A scatenare questo tsunami, fatto di leggi, decreti e stereotipi, fu una ragazza napoletana di 24 anni, Rosa Oliva, che, da poco laureata in giurisprudenza e programmando il proprio futuro, ebbe l’ardire di ambire ad un concorso in prefettura, per il quale presentò domanda di ammissione, che venne respinta, perché la candidata non aveva i requisiti richiesti, in quanto donna, mentre il concorso era riservato ai soli uomini.
Sconvolta, con la lettera di esclusione in mano e con in testa i precetti appena acquisiti dalle lezioni di diritto costituzionale, si presentò al suo Professore di quella disciplina, che accettò di difenderla e di rappresentarla nel ricorso contro l’esclusione dal concorso da parte del Ministero dell’Interno e nel giudizio di legittimità costituzionale che ne seguì.
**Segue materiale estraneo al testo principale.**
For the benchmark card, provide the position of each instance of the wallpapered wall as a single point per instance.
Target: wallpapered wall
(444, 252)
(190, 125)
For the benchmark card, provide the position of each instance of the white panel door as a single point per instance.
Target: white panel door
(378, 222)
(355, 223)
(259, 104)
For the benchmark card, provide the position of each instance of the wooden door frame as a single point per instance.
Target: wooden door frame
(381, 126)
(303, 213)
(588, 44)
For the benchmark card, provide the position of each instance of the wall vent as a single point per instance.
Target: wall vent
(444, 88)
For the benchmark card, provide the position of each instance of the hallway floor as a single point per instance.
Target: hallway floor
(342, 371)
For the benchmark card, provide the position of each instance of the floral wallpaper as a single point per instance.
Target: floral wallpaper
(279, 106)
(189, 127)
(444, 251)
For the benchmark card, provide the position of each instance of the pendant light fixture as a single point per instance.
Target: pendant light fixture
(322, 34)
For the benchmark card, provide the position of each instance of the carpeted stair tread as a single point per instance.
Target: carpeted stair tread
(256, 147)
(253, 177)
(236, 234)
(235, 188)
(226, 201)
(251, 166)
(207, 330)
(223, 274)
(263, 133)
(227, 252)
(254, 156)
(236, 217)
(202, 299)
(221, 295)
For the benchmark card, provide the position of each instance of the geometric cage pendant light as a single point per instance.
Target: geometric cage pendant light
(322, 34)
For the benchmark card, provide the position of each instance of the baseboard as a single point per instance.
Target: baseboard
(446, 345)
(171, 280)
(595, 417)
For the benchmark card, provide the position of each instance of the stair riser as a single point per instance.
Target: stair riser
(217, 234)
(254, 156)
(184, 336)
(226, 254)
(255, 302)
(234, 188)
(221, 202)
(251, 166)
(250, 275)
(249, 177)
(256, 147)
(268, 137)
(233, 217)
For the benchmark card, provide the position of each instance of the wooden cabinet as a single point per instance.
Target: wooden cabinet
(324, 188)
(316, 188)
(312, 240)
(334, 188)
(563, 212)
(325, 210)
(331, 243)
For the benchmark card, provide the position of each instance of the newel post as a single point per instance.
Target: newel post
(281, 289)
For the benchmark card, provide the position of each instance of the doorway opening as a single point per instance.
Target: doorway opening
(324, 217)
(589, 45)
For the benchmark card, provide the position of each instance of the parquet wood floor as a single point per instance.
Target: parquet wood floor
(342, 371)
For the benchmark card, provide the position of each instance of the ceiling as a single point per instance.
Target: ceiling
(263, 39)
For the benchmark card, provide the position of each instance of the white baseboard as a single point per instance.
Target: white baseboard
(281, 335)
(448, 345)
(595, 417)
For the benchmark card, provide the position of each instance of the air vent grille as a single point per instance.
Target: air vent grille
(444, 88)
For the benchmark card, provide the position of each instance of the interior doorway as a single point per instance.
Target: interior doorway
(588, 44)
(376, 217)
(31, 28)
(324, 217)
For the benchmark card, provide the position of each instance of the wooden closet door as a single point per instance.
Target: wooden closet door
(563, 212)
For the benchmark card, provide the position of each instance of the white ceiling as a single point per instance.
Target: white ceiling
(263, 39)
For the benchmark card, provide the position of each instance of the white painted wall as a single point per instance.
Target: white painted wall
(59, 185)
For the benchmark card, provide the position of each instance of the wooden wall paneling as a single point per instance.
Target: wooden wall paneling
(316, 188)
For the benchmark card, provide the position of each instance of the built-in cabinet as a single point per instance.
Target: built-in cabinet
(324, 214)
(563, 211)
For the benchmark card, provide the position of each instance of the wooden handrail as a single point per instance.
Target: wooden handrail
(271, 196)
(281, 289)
Quell’Avvocato corrispondeva al nome di Costantino Mortati, illustre e autorevole giurista calabrese, che su quelle norme costituzionali, così palesemente violate, aveva apposto la sua firma e che in quella legge, in modo cristallino, vedeva materializzarsi la palese adulterazione del principio di eguaglianza.
Rosa Oliva vinse quel ricorso, anche se non divenne mai prefetto, ma solo perché, nel frattempo, aveva vinto un concorso all’Intendenza di Finanza di Roma.
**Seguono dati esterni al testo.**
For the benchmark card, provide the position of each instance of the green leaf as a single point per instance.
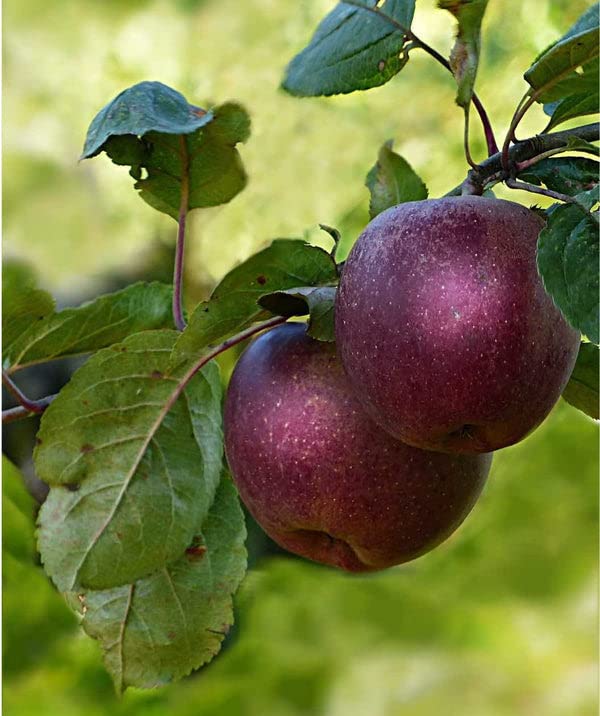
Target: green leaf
(17, 515)
(575, 105)
(93, 325)
(357, 46)
(145, 107)
(133, 468)
(567, 175)
(319, 303)
(392, 181)
(582, 389)
(464, 57)
(554, 76)
(588, 199)
(233, 305)
(23, 304)
(173, 621)
(567, 259)
(170, 158)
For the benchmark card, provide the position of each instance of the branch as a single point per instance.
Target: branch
(534, 189)
(410, 35)
(492, 170)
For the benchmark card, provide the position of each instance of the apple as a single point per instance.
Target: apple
(321, 478)
(444, 328)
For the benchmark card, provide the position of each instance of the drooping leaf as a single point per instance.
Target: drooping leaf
(318, 303)
(582, 389)
(570, 66)
(464, 57)
(93, 325)
(359, 45)
(145, 107)
(167, 624)
(17, 515)
(567, 259)
(392, 181)
(233, 305)
(23, 304)
(132, 467)
(181, 150)
(567, 175)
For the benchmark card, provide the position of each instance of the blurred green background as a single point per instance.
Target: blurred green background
(499, 621)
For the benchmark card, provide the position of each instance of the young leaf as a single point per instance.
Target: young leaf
(392, 181)
(93, 325)
(582, 389)
(319, 303)
(23, 304)
(233, 305)
(167, 624)
(132, 463)
(359, 45)
(464, 58)
(567, 259)
(17, 515)
(181, 148)
(567, 175)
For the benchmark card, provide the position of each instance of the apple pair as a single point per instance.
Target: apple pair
(369, 453)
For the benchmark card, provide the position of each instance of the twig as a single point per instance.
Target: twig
(492, 170)
(410, 35)
(468, 156)
(534, 189)
(521, 166)
(19, 413)
(180, 247)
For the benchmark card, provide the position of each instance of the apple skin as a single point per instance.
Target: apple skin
(444, 328)
(320, 477)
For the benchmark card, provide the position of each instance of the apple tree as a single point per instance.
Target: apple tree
(360, 433)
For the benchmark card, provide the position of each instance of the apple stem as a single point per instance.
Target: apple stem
(534, 189)
(178, 316)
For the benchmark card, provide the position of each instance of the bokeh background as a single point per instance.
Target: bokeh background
(499, 621)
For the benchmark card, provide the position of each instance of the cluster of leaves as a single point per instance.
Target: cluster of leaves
(142, 530)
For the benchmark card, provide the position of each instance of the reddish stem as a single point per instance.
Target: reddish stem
(178, 317)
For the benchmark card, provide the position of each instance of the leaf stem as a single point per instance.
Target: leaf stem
(30, 406)
(38, 406)
(534, 189)
(522, 108)
(180, 247)
(432, 52)
(468, 156)
(225, 345)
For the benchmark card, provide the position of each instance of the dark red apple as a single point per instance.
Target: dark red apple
(444, 328)
(320, 477)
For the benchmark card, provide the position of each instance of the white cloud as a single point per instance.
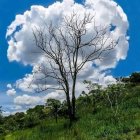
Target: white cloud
(9, 86)
(27, 100)
(11, 92)
(22, 47)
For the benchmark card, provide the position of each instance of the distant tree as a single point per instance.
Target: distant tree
(55, 106)
(95, 93)
(38, 110)
(114, 95)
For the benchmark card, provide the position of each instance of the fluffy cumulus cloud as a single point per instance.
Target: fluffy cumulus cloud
(27, 100)
(11, 92)
(22, 46)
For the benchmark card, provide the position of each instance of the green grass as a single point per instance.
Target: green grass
(98, 126)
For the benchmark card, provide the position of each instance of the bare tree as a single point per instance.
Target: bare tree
(68, 48)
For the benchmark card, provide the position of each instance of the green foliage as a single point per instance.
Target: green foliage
(135, 77)
(117, 117)
(55, 106)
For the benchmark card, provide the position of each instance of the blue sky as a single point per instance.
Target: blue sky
(11, 71)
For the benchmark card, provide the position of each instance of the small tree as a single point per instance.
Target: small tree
(55, 106)
(95, 93)
(114, 95)
(67, 48)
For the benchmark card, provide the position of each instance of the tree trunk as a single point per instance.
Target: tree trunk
(73, 99)
(69, 106)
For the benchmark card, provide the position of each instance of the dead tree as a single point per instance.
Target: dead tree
(68, 47)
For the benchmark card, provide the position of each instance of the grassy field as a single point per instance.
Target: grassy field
(102, 125)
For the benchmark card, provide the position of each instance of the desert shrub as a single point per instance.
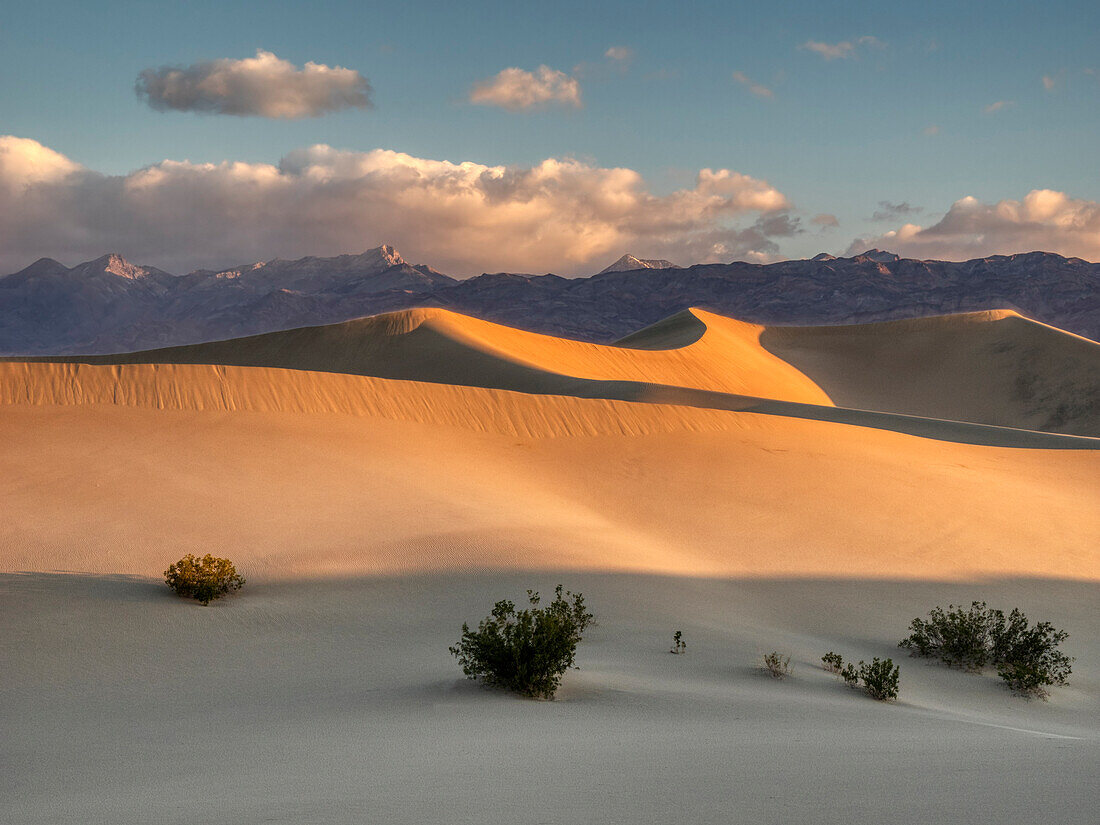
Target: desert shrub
(1025, 657)
(850, 675)
(880, 679)
(776, 664)
(204, 579)
(526, 651)
(679, 646)
(957, 636)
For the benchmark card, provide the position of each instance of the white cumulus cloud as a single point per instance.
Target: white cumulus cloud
(517, 89)
(759, 89)
(843, 50)
(560, 215)
(265, 86)
(1044, 220)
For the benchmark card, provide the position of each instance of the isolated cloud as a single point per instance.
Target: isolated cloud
(843, 50)
(758, 89)
(517, 89)
(560, 215)
(891, 211)
(265, 86)
(1045, 220)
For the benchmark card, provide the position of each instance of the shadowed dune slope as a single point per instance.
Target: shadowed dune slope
(993, 367)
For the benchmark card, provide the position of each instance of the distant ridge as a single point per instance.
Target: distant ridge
(110, 305)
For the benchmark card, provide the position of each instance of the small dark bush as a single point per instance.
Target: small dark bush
(880, 679)
(776, 664)
(526, 651)
(1026, 658)
(959, 637)
(204, 579)
(679, 646)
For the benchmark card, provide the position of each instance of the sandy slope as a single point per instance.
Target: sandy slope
(987, 367)
(372, 516)
(993, 367)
Oggi è la Presidente della Rete per la Parità. Dal 2010 Grande Ufficiale della Repubblica Italiana.
Con lei, apripista di un movimento tettonico lento, ma progressivo, vinsero tutte le donne, escluse fino ad allora dalla vita pubblica, come già era stato già all’indomani della Liberazione, quando alle partigiane “fu consigliato” di non sfilare fra le fila dei vincitori. Tutti uomini.
Bisognerà attendere ancora tre anni perché una nuova legge, la n. 66 del 1963, abrogando in toto la n.1176 del 1919 (quella oggetto della pronuncia di incostituzionalità), consenta alle donne l’accesso a tutte le cariche, professioni e uffici, compresa la magistratura.
Molto probabilmente, senza la caparbietà di quella giovane donna (perché l’essere giovane comporta anche una sana dose di cocciutaggine), non si sarebbero cominciate a percepire nel mondo del lavoro quelle “macchie di colore sperdute in un universo maschile tendente al grigio”, come, con suggestiva metafora, Maria Gabriella Luccioli, una delle prime otto magistrate vincitrici del primo concorso aperto alle donne, definisce sé e le colleghe che parteciparono alle prove concorsuali.
Quella sentenza, che oggi compie sessant’anni, va ricordata, celebrata, conosciuta, pur nella sua sinteticità motivazionale, perché non “commemorare” equivale non solo a non ricordare il passato, ma anche a non sapere come programmare e orientarsi nel futuro. Perché la strada da percorrere è ancora tutta in salita se, al tempo del Coronavirus, nessuna donna, fino alla data del 12 maggio 2020, era stata ancora nominata nel Comitato Tecnico Scientifico, che affianca il Governo nella gestione della pandemia, sulla base di una infondata presunzione (rectius, stereotipo) che circoscrive le predette “competenze” ai soli uomini.
“Perché”, citando Emma Bonino, «è vero che una donna per farsi valere deve essere tre volte più brava, tre volte più competente, tre volte più determinata di un uomo…ma, in fondo, non è poi così difficile!».